One problem is that the cloud giants have grown for obvious reasons. Amazon effectively got there first by targeting developers, while Microsoft has benefited enormously from being the obvious choice for businesses large and small. Notably, Google, otherwise a tech behemoth and an Internet-native one at that, still lags its peers in cloud.

How a new European cloud provider could compete is a question that remains to be answered. Presumably fat government contracts would help, but even they won’t get it into the top league alongside AWS and Azure.

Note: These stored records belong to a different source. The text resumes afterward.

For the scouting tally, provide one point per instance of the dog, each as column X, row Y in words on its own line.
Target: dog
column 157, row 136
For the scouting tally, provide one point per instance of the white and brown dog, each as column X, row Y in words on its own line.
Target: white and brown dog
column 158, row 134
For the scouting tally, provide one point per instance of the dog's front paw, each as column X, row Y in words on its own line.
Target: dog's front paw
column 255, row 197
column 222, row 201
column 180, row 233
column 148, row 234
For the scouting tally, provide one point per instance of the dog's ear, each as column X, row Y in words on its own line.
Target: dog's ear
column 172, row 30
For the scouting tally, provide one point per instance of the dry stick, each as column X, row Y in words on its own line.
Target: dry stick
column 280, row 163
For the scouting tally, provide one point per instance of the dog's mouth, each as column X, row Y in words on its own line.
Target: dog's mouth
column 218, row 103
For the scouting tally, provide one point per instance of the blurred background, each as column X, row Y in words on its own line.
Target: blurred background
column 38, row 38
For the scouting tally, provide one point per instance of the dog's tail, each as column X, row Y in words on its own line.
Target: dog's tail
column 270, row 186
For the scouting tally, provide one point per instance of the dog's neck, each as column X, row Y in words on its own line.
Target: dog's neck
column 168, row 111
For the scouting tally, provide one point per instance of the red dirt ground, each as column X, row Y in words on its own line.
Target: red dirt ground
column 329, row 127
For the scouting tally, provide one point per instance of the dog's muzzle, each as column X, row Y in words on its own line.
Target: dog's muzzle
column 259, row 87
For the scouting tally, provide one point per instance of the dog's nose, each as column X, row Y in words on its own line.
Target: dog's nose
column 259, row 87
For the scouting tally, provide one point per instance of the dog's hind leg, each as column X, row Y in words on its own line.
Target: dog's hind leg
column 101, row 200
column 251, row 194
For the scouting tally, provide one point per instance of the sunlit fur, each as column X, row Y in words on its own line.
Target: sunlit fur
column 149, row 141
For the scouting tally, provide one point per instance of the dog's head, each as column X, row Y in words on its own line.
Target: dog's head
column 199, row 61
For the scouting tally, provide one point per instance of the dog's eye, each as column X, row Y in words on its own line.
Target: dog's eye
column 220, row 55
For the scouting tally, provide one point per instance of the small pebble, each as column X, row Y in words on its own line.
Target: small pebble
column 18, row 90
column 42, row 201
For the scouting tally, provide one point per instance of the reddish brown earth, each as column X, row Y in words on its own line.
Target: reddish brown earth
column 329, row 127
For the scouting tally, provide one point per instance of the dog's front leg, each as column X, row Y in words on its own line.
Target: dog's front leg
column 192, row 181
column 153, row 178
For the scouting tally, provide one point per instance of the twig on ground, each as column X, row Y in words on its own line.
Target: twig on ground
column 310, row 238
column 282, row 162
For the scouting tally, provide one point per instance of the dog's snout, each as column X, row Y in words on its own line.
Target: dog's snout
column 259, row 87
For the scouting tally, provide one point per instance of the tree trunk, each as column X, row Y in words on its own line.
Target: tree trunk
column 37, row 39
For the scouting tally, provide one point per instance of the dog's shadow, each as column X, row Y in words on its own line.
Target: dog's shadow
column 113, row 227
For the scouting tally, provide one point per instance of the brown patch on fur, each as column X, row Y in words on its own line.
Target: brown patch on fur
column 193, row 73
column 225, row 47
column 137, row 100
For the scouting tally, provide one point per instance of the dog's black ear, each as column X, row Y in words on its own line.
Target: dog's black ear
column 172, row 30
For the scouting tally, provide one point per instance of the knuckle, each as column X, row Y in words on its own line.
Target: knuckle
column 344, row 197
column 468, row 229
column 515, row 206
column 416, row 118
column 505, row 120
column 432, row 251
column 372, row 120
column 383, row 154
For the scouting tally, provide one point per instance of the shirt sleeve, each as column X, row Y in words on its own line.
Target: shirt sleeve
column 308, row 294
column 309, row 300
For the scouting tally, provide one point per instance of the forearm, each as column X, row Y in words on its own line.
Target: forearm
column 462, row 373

More broadly, though, it is becoming obvious that Europe is lagging worryingly in tech as a whole.

French president Emmanuel Macron has been banging the drum on technological sovereignty for some years. We’ll pass over the fact that this would certainly be advantageous to a country that is home to Atos, Dassault Systemes, Schneider Electric, Thales, Safran, Renault, and a hefty chunk of auto manufacturing blob Stellantis, and just accept it as a fair point. 

“We have American and Chinese technologies, which are a risk for us”, Macron said in April, warning that jobs “will be destroyed”, and Europe will find itself “in a situation where we will no longer be able to decide for ourselves”.

A few EU-based cloud providers won’t see the continent become home to a company that can go toe to toe with Google, AMD, Intel, Dell, Oracle, Microsoft or Apple. But it might be a start.